The proposed Uniform Common Interest Ownership Act (UCIOA) statute contains restrictions on any community association that wants to be able to sue a developer for construction defects and will have a devastating impact on our construction litigation practice.

On February 23, 2006 the Uniform Common Interest Ownership Act (UCIOA) was voted out of The Housing Committee in the Assembly and sent to the Assembly floor for a full vote. The bill, known as A-798, is a sweeping bill that for the first time in New Jersey history would enact one law governing issues affecting all community associations in the State, including condominiums, homeowners, and cooperatives. On March 2, 2006, the bill was passed by the New Jersey Assembly by a vote of 55-14, with 6 abstentions. The bill will now go to the Senate for its consideration.

While the Bill was intended, in part, as a measure that would be helpful to owners of units in condominiums, cooperatives and single family home communities governed by a homeowner’s association, the Bill imposes preconditions on community associations needing to bring suit for construction and design deficiencies. In pertinent part, before any association can start an action for construction defects, the association has to provide written notice to the developer of its causes of action. The developer has 30 days to investigate, and 60 days to test to see if it agrees with the association’s description of the nature and cause of the deficiency. 60 days after the testing, the developer must provide a settlement offer. Within 30 days, the association has to provide at least 2 dates for a meeting. If there is no settlement, either party can demand arbitration; however, the arbitration is “non-binding”. Either party can cut off the arbitration at any time or prolong it (even if it intends to reject the results of the arbitration after forcing the other side to spend tens or hundreds of thousands of dollars on expert fees and counsel fees).
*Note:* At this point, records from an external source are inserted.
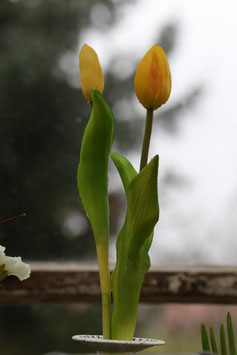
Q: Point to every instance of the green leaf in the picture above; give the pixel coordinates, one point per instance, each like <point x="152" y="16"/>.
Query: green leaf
<point x="92" y="175"/>
<point x="205" y="341"/>
<point x="223" y="340"/>
<point x="132" y="258"/>
<point x="127" y="173"/>
<point x="125" y="169"/>
<point x="213" y="341"/>
<point x="231" y="336"/>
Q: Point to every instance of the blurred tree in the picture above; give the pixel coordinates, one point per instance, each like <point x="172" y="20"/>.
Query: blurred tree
<point x="43" y="117"/>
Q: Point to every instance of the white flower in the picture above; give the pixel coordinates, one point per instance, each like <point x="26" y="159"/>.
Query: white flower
<point x="13" y="266"/>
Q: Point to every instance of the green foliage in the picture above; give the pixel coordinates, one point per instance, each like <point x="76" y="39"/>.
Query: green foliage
<point x="132" y="257"/>
<point x="223" y="347"/>
<point x="92" y="175"/>
<point x="205" y="341"/>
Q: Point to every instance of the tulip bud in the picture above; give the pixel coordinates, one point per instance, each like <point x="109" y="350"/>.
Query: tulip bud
<point x="90" y="71"/>
<point x="153" y="79"/>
The Association still cannot sue unless half of its members vote in favor at a meeting, with a 33% quorum– unless a lower amount is authorized in the by-laws (which is not typically the case) and unless each owner (even in a 500 unit condominium) gets, via mail, at the Association’s cost, a copy of: (1) a statement of claims and defects; (2) the developer’s settlement offer; (3) the arbitrator’s findings (if any); (4) a statement that the suit may not recover enough money; (5) a statement of the estimated litigation costs; (6) a copy of the lawyer’s fee agreement; (7) and anything else the Association thinks is important.